Конец осени и долгая зима ознаменовались набегами разбойничающих орков, среди которых изредка попадались и темнокожие Сарумановы выкормыши — урукхай. Борьба с ними, оттеснение от границ отбирали массу сил и времени, но я хотел, чтобы к возвращению жены земли Марки были полностью очищены от вражьей своры, повсеместно искавшей новые норы и пропитание после гибели своего Господина. А в самом начале марта начались особые, служившие поводом для радости хлопоты: в изрядно сокративших за время войны свою численность табунах начали рождаться здоровые, сильные жеребята, которым вместе с кобылицами требовались особые условия: тёплые стойла и качественный обильный корм. Наблюдая за тем, как грациозно они ступают за своим матерями на длинных тонких ногах, я смог, наконец, в полной мере ощутить, что Враг повержен, и впереди нас ждут долгие мирные годы.
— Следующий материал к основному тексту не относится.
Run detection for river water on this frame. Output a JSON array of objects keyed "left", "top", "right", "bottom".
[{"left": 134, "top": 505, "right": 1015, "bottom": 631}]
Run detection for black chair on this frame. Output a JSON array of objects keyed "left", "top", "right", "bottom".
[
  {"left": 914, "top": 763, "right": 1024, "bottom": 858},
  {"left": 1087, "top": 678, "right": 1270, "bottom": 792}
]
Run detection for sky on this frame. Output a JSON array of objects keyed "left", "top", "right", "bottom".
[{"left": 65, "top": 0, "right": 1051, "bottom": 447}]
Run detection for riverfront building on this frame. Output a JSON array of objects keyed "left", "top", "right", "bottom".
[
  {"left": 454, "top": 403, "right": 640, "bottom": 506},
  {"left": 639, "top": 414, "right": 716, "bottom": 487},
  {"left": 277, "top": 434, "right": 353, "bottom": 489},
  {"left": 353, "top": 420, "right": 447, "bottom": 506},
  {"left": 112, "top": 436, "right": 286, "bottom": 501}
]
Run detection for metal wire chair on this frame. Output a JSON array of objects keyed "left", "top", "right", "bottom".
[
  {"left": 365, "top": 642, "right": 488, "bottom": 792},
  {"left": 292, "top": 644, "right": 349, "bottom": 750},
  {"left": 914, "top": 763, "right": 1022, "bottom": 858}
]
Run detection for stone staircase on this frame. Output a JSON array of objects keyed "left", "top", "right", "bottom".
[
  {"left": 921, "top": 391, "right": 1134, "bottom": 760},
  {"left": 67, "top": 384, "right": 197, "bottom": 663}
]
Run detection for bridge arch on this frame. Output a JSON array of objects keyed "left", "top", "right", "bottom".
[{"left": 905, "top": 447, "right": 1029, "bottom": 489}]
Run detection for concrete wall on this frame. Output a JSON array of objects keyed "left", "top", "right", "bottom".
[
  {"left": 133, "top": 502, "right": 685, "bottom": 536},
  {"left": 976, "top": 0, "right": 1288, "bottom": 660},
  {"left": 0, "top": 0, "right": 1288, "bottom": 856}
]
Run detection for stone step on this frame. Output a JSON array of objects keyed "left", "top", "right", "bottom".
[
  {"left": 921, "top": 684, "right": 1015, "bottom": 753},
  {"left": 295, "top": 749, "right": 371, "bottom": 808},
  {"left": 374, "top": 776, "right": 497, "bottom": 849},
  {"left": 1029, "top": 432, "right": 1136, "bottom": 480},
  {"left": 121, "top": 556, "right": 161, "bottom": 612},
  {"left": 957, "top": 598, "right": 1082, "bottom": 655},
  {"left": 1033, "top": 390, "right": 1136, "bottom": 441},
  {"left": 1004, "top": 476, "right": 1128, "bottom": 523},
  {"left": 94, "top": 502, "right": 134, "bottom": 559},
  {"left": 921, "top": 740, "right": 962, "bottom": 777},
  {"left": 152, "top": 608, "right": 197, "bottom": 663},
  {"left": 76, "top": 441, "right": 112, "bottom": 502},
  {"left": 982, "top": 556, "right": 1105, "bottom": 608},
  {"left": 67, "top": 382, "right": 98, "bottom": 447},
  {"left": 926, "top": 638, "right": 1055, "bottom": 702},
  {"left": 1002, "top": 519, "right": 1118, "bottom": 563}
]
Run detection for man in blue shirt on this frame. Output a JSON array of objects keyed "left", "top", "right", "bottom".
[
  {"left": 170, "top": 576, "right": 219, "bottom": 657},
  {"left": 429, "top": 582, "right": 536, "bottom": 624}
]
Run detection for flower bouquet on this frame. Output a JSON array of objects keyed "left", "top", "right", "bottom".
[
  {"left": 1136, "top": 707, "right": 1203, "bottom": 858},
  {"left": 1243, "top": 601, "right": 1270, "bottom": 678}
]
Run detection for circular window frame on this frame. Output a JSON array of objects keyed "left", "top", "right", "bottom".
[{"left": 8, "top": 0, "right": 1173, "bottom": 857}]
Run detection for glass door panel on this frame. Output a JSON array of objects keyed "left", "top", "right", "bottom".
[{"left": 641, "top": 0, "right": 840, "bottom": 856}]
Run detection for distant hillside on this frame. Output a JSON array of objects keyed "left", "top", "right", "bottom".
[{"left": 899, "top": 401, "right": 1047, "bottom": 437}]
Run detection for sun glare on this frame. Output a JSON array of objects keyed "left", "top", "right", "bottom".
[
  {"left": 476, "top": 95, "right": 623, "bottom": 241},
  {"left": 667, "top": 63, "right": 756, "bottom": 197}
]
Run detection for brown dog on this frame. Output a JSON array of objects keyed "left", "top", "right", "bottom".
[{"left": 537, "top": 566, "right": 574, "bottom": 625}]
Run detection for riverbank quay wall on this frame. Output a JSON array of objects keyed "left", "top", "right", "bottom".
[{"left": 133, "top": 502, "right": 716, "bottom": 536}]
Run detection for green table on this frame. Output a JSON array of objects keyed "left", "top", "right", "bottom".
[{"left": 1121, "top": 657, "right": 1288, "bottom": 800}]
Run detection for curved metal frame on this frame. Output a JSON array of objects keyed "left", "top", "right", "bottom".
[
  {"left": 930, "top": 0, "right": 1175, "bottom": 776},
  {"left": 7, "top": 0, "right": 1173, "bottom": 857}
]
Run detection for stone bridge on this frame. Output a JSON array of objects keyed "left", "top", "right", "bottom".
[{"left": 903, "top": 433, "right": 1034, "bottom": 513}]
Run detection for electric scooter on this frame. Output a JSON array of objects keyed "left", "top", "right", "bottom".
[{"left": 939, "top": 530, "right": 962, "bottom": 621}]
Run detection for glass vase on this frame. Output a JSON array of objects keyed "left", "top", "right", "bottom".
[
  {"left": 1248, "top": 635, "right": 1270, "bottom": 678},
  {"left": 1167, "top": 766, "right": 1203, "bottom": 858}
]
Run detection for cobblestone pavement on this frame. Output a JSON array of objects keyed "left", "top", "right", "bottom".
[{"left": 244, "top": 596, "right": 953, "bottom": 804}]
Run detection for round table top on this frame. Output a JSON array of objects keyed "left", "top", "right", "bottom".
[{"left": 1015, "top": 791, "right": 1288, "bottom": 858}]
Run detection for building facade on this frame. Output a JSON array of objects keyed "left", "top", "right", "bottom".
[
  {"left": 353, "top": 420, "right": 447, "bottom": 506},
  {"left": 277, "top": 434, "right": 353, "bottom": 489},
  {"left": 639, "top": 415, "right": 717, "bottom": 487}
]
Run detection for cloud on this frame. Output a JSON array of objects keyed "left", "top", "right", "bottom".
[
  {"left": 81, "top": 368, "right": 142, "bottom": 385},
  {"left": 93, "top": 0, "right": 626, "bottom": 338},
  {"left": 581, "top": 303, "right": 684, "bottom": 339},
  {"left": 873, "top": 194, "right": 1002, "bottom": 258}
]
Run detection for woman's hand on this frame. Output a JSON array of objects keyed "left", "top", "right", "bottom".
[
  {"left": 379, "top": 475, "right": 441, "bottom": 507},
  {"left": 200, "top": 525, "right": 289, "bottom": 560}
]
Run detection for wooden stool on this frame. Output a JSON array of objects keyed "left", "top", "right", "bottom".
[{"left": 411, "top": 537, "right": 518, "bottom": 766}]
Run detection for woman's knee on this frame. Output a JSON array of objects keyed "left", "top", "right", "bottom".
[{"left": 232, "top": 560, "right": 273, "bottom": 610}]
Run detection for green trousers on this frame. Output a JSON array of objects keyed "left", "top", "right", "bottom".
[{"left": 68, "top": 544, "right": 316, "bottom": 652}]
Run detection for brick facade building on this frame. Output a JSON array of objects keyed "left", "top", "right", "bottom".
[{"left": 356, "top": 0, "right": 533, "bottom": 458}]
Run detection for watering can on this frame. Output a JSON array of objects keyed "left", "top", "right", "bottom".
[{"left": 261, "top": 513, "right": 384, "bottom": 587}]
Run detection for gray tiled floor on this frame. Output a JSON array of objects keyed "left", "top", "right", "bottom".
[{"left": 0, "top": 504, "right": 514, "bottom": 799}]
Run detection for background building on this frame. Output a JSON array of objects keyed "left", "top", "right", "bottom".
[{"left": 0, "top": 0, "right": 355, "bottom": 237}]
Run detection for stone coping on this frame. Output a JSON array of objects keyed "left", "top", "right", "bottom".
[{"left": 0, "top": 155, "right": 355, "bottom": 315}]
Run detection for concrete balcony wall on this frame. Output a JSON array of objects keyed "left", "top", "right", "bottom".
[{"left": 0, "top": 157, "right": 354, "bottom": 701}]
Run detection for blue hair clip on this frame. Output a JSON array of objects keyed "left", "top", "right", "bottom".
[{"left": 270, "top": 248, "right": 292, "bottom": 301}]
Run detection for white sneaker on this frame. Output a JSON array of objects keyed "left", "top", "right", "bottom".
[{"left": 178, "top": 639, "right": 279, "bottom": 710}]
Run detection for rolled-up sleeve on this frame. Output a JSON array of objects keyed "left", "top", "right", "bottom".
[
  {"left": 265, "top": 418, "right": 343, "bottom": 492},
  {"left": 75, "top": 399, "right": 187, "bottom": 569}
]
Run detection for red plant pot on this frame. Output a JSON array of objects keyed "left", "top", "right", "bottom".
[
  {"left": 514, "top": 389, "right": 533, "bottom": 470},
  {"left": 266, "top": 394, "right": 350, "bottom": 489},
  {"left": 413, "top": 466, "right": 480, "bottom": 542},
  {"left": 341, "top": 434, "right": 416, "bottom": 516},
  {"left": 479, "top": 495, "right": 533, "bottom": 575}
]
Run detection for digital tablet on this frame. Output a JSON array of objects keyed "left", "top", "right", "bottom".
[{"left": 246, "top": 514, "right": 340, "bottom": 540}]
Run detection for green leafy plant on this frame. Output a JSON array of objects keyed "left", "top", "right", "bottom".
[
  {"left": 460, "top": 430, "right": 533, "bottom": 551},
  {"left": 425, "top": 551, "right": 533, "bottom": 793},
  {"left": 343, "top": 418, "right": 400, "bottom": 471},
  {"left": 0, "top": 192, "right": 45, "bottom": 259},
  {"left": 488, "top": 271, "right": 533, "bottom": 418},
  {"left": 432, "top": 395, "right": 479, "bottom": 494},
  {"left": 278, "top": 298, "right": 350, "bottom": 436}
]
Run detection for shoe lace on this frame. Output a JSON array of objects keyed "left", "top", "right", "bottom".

И вот, наконец, наступил апрель. Одним из его тёплых солнечных дней, несмотря на все проволочки в организации свадебной церемонии, допущенные в Минас-Тирите, мы выехали из Эдораса. Несколько дней дороги, долгие разговоры, фактически прощание с сестрой, которую предстояло передать в руки жениха, и вот впереди показались Врата Белого Града. Вопреки моим надеждам поскорее увидеть любимую прозвучали лишь слова о гондорском обычае, по которому невестам не пристало общаться с будущими мужьями до самой свадебной церемонии, но поскольку у нас в Марке такими предрассудками никто не отличался, то тем же вечером, стоило на землю пасть сумеркам, я отправился изучать подходы к спальне Лютиэнь. Оказалось, что попасть в расположенную на третьем этаже девичью обитель можно только через окно, и, по счастью, моя любимая была в это время у себя. Тоску по моему цветку удалось лишь отчасти утолить крепкими объятиями, поцелуями, каждого из которых было слишком мало, а потом, не желая повторять прежних ошибок, я сумел найти слова, чтобы рассказать моей притихшей девочке о том, каким я бываю дураком, о том, как сильно она дорога мне. Её неприкрытая радость, ответное признание, которого не ждал в те минуты, заставили ощутить, что за спиной словно выросли крылья, но полёту не суждено было случиться: в спальню ворвалась всё та же скандальная служанка, которую я без размышлений выгнал бы из дворца, будь на то моя воля, и пришлось покинуть любимую, пока не был поднят на уши весь этаж.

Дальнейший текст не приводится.